Com o samba em destaque, o jazz contemplativo do álbum anterior fica um pouco de lado, até porque, nunca foi uma etiqueta definitiva. “Senti a vontade de fazer um lance de samba mesmo, explorar esse lado, sem ficar muito nessa estante do jazz que era onde o A Pegada estava”, compara. A exposição das linhas de trombone em A Pegada Agora é Essa trouxe mais possibilidades do que definições. Com A Pegada, Antonio foi destaque pela fusão da música instrumental contemporânea – e por aí inevitavelmente passa o jazz. De forma que só a inspiração genuína explica, foi durante o período de promoção do álbum apontado como registro de jazz que Antonio encontrou seu samba. “Eu penso que às vezes quem me acompanha pode não entender — eu saí de um ambiente mais denso como o A Pegada, e apareço agora cantando samba, num outro humor. É uma onda”.

Ao longo de Deixa Com a Gente, Antonio revisita lugares por meio do samba – lugares com outros nomes e outras caras. “A Lapa é o lugar onde tinha tudo isso. E é curioso que é um vai e vem. Por um tempo, tava perigoso, aí teve uma renovação nos anos 2000, aí depois foram aparecendo outras coisas no lugar… Mas era onde o samba tinha o seu nome”, recorda Antonio. Num exercício de ilustração, a imagem do samba como essa mesa democrática, com fartura e companheirismo é resgatada na última música do disco, “Lá Tinha. Na faixa, ao mesmo estilo de Chico Buarque em Feijoada Completa”, um cardápio completo vai sendo discorrido com a batucada como pano de fundo. “Eu me lembro que desde moleque eu ia num restaurante de Santa Teresa — Sobrenatural, o nome. Era o local de encontro de vários sambistas, o Sombrinha tocava lá, Toninho Geraes, o Zeca (Pagodinho) era muito amigo da dona, que é a Sérvula… Música, comida, uma cervejinha. Clássico, sabe?”.

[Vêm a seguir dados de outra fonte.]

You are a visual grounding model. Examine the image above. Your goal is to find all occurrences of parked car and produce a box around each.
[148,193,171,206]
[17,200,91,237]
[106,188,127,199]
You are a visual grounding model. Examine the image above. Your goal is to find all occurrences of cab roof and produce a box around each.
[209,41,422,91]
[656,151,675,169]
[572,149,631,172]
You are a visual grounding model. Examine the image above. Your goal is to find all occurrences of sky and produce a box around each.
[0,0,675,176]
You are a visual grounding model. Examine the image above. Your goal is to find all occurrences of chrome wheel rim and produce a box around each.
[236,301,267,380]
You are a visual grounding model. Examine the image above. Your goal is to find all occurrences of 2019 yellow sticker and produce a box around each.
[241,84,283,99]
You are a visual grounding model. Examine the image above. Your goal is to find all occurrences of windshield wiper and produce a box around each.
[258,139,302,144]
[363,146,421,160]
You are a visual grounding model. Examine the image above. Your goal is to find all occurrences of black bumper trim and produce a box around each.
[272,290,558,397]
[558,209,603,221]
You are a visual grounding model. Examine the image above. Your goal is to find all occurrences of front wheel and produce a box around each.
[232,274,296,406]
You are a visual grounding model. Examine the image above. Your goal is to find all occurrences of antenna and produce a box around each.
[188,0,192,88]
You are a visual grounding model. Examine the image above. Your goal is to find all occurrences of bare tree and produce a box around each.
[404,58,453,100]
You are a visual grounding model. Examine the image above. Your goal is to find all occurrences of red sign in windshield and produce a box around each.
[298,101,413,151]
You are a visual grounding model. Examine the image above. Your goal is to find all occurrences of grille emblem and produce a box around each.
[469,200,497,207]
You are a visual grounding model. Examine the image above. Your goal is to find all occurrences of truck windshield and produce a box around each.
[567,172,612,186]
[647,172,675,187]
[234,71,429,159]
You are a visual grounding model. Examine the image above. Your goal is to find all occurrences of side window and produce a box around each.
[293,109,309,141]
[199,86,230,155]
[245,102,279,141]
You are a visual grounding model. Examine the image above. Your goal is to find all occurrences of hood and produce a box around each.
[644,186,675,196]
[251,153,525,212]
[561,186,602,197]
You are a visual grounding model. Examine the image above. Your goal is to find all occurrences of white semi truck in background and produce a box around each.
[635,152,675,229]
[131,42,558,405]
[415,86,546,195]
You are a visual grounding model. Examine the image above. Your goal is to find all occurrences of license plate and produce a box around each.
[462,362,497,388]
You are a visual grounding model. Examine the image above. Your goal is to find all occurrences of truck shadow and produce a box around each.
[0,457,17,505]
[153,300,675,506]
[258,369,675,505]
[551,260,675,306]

Mesmo não tendo essa pretensão, Antonio traz na sua guinada ao samba a atenção para um cenário agravado pela pandemia — o desaparecimento de espaços público-históricos do samba. “Eu ainda peguei o finzinho da época dos bailes… Mas, é, você não acha mais, a pandemia prejudicou muito o que já tava rolando, esses espaços estavam sumindo no Rio”, explica. Se, na sua gênese, a gafieira era assim chamada como tentativa de marginalizar uma manifestação cultural em difusão, o apagamento atual se dá pelo esquecimento de símbolos primitivos. “Acho que, também, fazer um disco assim é uma forma de dizer para as pessoas que isso permanece, que tem nome, elementos, lugares, símbolos”, reflete Antonio. Como uma das muitas contradições modernas, os grandes centros, ainda que mudados, têm nas suas ruas o endereço afetivo mais gravado que o geográfico – como um patrimônio imutável da inspiração artística. “Fico pensando: morei em São Paulo por pouco tempo, voltei para o Rio no meio da pandemia, em outro momento. Apesar de tudo, esse disco não existiria se eu não estivesse no Rio”.